Note: This is a daily stock update and the information stands true as of 17/10/25, 09:00 CET.
Company Update:
Essilor posted its best-ever quarterly sales with Q3 sales at €6.9bn, up 11.1% lfl (and 6.7% reported due to FX headwind). Stunning growth in North America with lfl sales up 12% (5% reported), clearly better than expected. The company stated that 4% of this growth came from wearables, though the definition of “wearables” remains unclear. Importantly, they haven’t disclosed how much of this growth is due to tariff pass-through. Yet, the fact that volumes seem to be resilient even with a significant price increase is encouraging. The company reaffirmed its mid-term guidance for 2026 — which is almost already achieved.
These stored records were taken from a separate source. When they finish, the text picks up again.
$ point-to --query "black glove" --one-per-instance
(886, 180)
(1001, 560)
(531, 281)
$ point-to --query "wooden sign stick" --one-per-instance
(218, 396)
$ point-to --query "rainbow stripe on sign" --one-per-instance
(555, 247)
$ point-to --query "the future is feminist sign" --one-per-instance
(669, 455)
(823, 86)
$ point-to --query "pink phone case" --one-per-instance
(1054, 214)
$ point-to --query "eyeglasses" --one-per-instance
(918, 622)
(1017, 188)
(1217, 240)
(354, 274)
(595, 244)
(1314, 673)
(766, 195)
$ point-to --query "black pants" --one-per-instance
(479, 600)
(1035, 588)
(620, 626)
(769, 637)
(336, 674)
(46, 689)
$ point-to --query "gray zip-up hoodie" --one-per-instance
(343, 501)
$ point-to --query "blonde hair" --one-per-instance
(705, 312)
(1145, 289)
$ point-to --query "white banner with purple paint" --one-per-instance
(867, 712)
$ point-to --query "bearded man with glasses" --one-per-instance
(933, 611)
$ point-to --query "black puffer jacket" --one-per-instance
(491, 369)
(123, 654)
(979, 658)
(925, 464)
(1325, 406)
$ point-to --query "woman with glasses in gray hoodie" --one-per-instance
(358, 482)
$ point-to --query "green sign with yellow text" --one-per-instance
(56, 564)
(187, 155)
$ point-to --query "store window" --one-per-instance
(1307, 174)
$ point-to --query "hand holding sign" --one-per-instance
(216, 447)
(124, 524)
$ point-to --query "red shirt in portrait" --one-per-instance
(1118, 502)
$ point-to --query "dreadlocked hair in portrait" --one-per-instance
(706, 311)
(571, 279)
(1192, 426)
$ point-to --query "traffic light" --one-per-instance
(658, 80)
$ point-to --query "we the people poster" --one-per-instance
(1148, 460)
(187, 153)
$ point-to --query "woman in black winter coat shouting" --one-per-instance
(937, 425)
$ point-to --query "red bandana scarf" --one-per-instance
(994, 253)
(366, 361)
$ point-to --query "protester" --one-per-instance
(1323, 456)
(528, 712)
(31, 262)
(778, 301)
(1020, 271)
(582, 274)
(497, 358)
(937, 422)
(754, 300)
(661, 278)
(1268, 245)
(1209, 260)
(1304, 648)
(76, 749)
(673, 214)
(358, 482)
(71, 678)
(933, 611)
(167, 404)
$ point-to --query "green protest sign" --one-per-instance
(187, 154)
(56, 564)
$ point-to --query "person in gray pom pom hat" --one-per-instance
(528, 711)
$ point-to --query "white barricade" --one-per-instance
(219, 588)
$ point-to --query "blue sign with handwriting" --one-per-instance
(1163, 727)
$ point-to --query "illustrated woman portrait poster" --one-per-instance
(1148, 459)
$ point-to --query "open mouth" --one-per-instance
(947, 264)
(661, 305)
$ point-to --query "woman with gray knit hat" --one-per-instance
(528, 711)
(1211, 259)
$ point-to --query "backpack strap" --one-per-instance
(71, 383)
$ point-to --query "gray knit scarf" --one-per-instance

According to our analyst on the name, they are unlikely to revise the guidance upward, as the USD devaluation is expected to significantly impact results in 2026.
Expert Opinion:
Momentum is really strong and the hype around the Meta/Ray Ban products cannot be denied. Yet, this is clearly priced in the valuation with PE 25/26 and 27 at 43.1x, 39.5x and 36.4x. Our expert would tend to align with our analyst's opinion. He loves the company and the products as well as the strategy and its execution, but the price is simply too expensive to buy it here. Unless you expect that Meta will eventually take over Essilor, our expert sees very little upside (that is after today's expected rise in price) and he would take some profit on the name. We have a fair value/ target price of €296 on the name.